I afraid though that the major AIs will not re-train from this information, the training is long and expensive process done under supervision and is also probably intended to be not free to the end user. Probably it will simply keep this information from the CHM file just for specific user as a so called 'context training' and will immediately forget it for any other users. Pichaxe probably also learning under context training or using simple and free AI for that, the're progressing fast and becoming very capable.

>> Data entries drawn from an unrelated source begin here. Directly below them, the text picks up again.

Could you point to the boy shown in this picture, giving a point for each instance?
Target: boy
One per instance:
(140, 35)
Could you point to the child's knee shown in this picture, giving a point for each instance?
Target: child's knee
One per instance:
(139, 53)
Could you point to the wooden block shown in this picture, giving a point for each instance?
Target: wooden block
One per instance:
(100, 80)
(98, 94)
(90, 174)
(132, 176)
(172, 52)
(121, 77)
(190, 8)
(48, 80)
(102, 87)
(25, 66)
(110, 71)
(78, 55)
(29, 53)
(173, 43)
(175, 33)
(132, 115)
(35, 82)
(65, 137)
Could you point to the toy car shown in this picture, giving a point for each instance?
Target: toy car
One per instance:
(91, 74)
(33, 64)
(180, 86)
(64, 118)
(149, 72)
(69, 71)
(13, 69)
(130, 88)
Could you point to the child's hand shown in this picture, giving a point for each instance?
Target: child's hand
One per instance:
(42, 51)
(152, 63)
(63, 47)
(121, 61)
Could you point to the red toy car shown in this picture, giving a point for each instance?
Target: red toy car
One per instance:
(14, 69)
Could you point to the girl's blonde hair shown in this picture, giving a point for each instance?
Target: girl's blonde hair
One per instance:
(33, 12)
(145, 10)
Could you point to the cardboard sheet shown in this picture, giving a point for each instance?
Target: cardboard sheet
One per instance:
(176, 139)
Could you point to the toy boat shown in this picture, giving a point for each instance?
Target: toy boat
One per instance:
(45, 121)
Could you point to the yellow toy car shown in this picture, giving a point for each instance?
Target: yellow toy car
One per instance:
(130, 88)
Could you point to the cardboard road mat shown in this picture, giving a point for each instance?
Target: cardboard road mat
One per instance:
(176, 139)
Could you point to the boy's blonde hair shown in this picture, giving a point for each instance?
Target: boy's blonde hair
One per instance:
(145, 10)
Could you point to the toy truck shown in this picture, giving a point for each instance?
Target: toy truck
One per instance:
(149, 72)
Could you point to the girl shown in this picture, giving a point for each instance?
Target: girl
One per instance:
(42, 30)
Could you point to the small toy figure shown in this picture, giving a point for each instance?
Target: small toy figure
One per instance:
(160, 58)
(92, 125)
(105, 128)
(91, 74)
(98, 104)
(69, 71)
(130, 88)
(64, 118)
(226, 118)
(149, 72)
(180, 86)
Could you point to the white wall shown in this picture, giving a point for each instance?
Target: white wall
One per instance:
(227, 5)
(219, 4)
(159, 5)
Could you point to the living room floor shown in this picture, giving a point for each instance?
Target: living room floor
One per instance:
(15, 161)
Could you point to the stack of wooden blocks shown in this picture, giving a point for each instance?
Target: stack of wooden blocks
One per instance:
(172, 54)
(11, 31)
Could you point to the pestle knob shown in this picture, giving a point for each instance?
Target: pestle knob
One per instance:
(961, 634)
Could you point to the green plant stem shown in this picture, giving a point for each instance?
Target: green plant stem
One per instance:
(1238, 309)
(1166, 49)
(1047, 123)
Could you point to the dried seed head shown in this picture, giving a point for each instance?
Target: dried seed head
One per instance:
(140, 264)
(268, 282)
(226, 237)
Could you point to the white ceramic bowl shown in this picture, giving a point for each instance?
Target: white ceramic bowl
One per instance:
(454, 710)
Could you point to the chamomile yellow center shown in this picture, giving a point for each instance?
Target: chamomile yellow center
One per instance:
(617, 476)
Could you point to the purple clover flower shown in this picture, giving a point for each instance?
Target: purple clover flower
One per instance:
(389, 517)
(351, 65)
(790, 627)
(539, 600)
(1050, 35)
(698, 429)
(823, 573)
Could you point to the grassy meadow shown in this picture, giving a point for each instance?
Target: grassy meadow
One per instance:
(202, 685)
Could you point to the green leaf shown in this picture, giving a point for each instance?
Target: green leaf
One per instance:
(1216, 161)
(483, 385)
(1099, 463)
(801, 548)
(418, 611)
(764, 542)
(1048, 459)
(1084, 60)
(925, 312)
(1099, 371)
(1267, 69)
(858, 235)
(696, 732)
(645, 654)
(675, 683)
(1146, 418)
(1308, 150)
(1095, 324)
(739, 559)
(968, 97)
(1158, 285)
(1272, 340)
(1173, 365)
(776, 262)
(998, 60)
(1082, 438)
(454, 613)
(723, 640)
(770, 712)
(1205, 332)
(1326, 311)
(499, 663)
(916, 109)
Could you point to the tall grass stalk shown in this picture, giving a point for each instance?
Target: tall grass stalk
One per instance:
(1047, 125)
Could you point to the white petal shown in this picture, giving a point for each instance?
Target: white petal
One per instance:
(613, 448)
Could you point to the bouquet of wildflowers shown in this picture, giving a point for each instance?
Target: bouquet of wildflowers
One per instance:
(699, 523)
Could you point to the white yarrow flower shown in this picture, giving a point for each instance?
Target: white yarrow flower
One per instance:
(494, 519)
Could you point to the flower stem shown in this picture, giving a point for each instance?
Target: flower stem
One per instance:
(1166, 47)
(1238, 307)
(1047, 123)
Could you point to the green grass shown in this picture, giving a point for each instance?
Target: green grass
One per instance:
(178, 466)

Will look at Pichaxe and try it, good to have such hints, thanks. Can it be installed locally?

30 Jun 2025 6:03 #32207

Online (html) documentation for ClearWin+ is available from https://www.silverfrost.com/ftn95-help/clearwinp/clearwin.aspx.

On the same page you will find legacy documentation for ClearWin+ Fortran in pdf form.

I guess that the installed text file, normally located at 'C:\Program Files (x86)\Silverfrost\FTN95\doc\cwplus.enh', could also be uploaded to an AI tool.

30 Jun 2025 8:23 #32208

Summarising my investigations over the past few days:

When you are using ChatGPT, on the sidebar menu select GTPs. This brings up available domain specific or “custom GTPs”, and under the programming tab you will find several such trained custom GTPs.

Of these, both Code Copilot and Code know about Clearwin+, and I have the impression that Code Copilot has more knowledge of Clearwin+ than Code. These custom GPTs have been developed by third parties, who have made the resource available by this publishing route.

Such custom GTPs don’t represent global training — just a custom layer on top of the base model.

It requires a subscription to have the capability to create these in ChatGPT. The basic process is:

  1. ChatGPT Plus subscription (a recurring cost)
  2. Create a custom GPT, define purpose, upload data, refine instructions, test and refine, and publish, making it available for wider use. This process is like that in the PICKAXE video. I have not tried to do this.

Using PICKAXE, an individual can create a domain specific chat for their own use via for free (limited number of queries per month, limited training data uploads). They could share the link to the PICKAXE chat for use by others, but that consumes their available query budget. The main use of such a personal GTP is that it can be trained on a modest data set and it gives you a very quick way to query that data.

Alternatively, an individual ChatGTP user using the “free” service could upload training material during a chat, and if their setting for Memory is “ON”, they can tell the GTP to remember this information. Each time the response to a query is wrong, you can correct it and specifically tell the GTP to remember not to make that mistake again. This seems to work as it is possible to look at a text description of the information in memory, and I can see mistakes I have told it to remember and not make again! Such saved memories are not forgotten over time, and carry forward to the next chat session. This is available on the “free” service. Memory is “OFF” by default, meaning that everything is forgotten over time – even in the same chat.

Saved memory is only accessible to the user, i.e. it does not become widely available. ChatGPT does not learn globally from your individual chats.

So if an individual or organisation has a ChatGTP subscription, they can create a custom GPT for any subject, and if feeling philanthropic could also select to make the custom GTP publicly available.

For lightweight collaboration between users on ChatGTP:

  1. One person creates the Custom GPT and sets up a shared workspace (e.g. using Google Docs or similar).
  2. Team members contribute feedback, prompt examples, and intended behaviours.
  3. The owner manually updates the GPT's instructions or files with these contributions. It’s a manual loop, but doable for lightweight collaboration.